I have been a pretty solid fan of Douglas Coupland’s work over the years, especially novels like Generation X, Microserfs and Polaroids from the Dead. I was excited to finally pick up JPod to revisit the world of high-tech workers through his eyes. Unfortunately, this one fell flat for me.

JPod is the story of six people who work for a company manufacturing video games. Their office space is known as JPod because the last name of all the people working in the pod is “J.” (Except for one person who they all feel was placed there by mistake.)

The novel works at its best when it’s telling the story of these quirky people dealing with their quirky bosses and the quirky politics at work, which revolve around a skateboarding game that manages to morph into a medieval quest-type game. (I’m sure this all speaks to me a bit more since I’m working in a tech division.) Some of the novel’s subplots, such as a Chinese gangster who befriends all of them and tales of their dysfunctional parents, are okay too.

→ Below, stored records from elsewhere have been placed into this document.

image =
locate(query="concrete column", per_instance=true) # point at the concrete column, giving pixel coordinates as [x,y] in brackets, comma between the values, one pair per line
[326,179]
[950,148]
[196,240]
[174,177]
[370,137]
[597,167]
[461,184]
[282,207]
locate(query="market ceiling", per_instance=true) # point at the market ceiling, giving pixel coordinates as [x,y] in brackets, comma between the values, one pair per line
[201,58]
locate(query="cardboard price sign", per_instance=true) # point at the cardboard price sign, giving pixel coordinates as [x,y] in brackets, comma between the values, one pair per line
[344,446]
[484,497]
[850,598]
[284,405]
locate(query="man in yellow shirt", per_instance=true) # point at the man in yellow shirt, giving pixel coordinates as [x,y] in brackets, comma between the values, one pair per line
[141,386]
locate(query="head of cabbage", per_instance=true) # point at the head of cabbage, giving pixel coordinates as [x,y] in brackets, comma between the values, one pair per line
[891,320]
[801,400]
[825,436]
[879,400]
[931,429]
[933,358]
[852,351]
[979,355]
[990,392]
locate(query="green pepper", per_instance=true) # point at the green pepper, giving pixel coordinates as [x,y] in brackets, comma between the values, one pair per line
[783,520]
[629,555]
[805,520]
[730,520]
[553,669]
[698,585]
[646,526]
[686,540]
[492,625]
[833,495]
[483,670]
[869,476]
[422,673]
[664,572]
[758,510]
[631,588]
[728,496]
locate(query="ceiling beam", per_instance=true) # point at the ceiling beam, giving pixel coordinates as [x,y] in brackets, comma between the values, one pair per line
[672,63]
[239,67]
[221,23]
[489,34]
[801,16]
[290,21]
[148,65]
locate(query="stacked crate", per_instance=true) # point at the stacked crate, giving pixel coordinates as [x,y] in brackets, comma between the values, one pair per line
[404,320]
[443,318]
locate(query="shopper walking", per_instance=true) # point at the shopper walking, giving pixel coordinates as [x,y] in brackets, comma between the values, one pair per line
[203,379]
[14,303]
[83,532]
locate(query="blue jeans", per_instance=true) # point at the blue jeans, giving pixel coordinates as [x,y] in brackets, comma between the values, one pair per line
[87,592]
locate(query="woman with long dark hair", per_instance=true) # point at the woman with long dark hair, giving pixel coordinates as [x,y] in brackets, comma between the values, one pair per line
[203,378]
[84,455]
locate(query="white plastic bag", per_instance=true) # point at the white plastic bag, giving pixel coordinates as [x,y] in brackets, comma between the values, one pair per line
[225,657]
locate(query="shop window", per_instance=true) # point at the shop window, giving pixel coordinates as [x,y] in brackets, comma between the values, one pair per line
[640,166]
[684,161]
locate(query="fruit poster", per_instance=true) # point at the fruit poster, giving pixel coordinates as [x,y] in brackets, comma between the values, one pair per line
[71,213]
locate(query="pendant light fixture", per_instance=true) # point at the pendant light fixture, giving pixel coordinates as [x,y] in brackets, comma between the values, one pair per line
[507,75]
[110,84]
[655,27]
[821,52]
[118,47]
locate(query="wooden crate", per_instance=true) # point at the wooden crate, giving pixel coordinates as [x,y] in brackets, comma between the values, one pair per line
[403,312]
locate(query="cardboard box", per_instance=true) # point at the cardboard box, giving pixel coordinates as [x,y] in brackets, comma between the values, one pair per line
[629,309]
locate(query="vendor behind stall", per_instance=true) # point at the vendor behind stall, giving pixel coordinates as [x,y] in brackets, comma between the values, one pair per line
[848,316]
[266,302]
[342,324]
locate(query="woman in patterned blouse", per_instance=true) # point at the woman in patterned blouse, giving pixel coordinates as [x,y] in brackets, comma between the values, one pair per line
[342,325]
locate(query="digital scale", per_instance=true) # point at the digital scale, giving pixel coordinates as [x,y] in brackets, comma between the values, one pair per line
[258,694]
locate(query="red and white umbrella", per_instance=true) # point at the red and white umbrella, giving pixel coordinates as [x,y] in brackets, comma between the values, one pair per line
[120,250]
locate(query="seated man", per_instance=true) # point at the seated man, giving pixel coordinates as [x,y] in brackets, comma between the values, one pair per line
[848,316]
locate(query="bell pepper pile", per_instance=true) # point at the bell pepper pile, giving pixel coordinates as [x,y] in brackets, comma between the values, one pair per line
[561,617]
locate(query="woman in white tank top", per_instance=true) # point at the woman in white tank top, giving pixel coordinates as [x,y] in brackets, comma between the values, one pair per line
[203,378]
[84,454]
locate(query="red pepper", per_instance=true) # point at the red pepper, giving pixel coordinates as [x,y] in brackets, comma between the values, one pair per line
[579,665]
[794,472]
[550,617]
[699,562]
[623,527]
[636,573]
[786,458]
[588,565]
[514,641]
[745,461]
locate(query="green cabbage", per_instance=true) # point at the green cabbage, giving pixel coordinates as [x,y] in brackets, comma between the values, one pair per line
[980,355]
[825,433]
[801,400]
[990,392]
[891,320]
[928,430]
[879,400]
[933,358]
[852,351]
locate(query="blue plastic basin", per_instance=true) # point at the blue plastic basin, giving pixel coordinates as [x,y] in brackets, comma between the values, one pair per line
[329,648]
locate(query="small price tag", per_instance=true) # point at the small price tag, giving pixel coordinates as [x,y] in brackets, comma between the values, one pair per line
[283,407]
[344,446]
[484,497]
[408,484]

Where the novel lost me, and became truly annoying, is that Coupland made himself a character in the book. At first the JPoders were just discussing Coupland and his novels and how they would probably be in his novels. Okay, that was a cute little wink-wink sort of thing. But then Coupland actually turned up in the book too and played a pretty large role in how the book ended. That was just too much for me, and the whole thing came off as pretentious and tainted the book for me.